Scénariste, réalisateur et interprète comme souvent, Woody Allen retrouve la verve de ses premiers opus ainsi qu'un certain burlesque préféré à un intellectualisme un peu torturé. Comme d'habitude, il choisit ses musiques parmi les grands classiques du jazz et de la variété (moins de droits d'auteur à payer?...) Il sait choisir des acteurs qui collent parfaitement aux personnages et nous fait réfléchir avec le sourire sur les transformations que l'argent peut faire subir aux gens.
Ray Winkler (Woody Allen) vient de tirer deux ans de prison, où ses co-détenus le surnommaient ""Le Cerveau"" par dérision. Il vivote de petits boulots et tente de persuader sa manucure de femme, Frenchy, ex-Miss Seins nus (Tracey Ullman), d'investir ses 6'000 dollars d'économies dans la location d'une échoppe située non loin d'une banque: avec deux copains cotisant de même, sous le couvert d'une pizzeria, il creusera un tunnel jusqu'à la salle des coffres, et à eux le pactole!
Comme Frenchy ne sait pas confectionner de pizzas, elle se lance dans la fabrication de biscuits, à l'enseigne de Sunset Cookies, et sa production fait un tabac. Pendant que les trois comparses jouent du marteau-piqueur en sous-sol et multiplient les coups foireux, crevant une canalisation d'eau et s'égarant par la faute d'un plan tenu à l'envers, elle n'arrive plus à faire face à la demande et doit rationner sa clientèle qui ne cesse pas de s'accroître. Elle finit par engager une cousine légèrement demeurée, May (Elaine May), qui multiplie les gaffes.

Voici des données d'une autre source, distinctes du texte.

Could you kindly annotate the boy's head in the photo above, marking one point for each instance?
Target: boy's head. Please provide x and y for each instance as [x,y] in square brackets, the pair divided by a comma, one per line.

Un an plus tard, le casse n'est toujours pas fait, mais le succès de Sunset Cookies devient phénoménal. Par le truchement d'un reportage télévisé, joli pastiche de l'étrange lucarne, le spectateur découvre la fabrication industrielle de produits diversifiés que le public s'arrache. Chacun des acolytes a sa place dans l'organigramme, mais c'est plutôt pour la galerie, car ils consacrent l'essentiel de leur temps à leurs activités favorites: les uns à des parties de poker aux gros enjeux, Frenchy à la décoration d'un somptueux appartement (le chef-décorateur a dû bien s'amuser à collectionner les objets les plus kitsch et les plus clinquants).
Visiblement, le couple de nouveaux riches détonne par son inculture - mais la compagnie de ces ploucs est recherchée par les gens de la bonne société, qui les trouvent exotiques et qui voient en eux de bonnes vaches à lait pour du mécénat. Frenchy va rencontrer celui qui deviendra son Pygmalion - pas tout à fait désintéressé -, David (Hugh Grant tel qu'en lui-même), raffiné marchand d'art très british. C'est ainsi que, en vue d'enrichir son vocabulaire, elle a l'idée d'apprendre le dictionnaire par coeur et, logiquement, commence par truffer sa conversation de mots commençant par A...
Les ennuis vont commencer, Ray refera des boulettes, le rêve volera-t-il en miettes? Comme il se doit, le coup de théâtre final sera heureux.
Tout ce qu'il faut pour passer une heure et demie sans se prendre la tête!"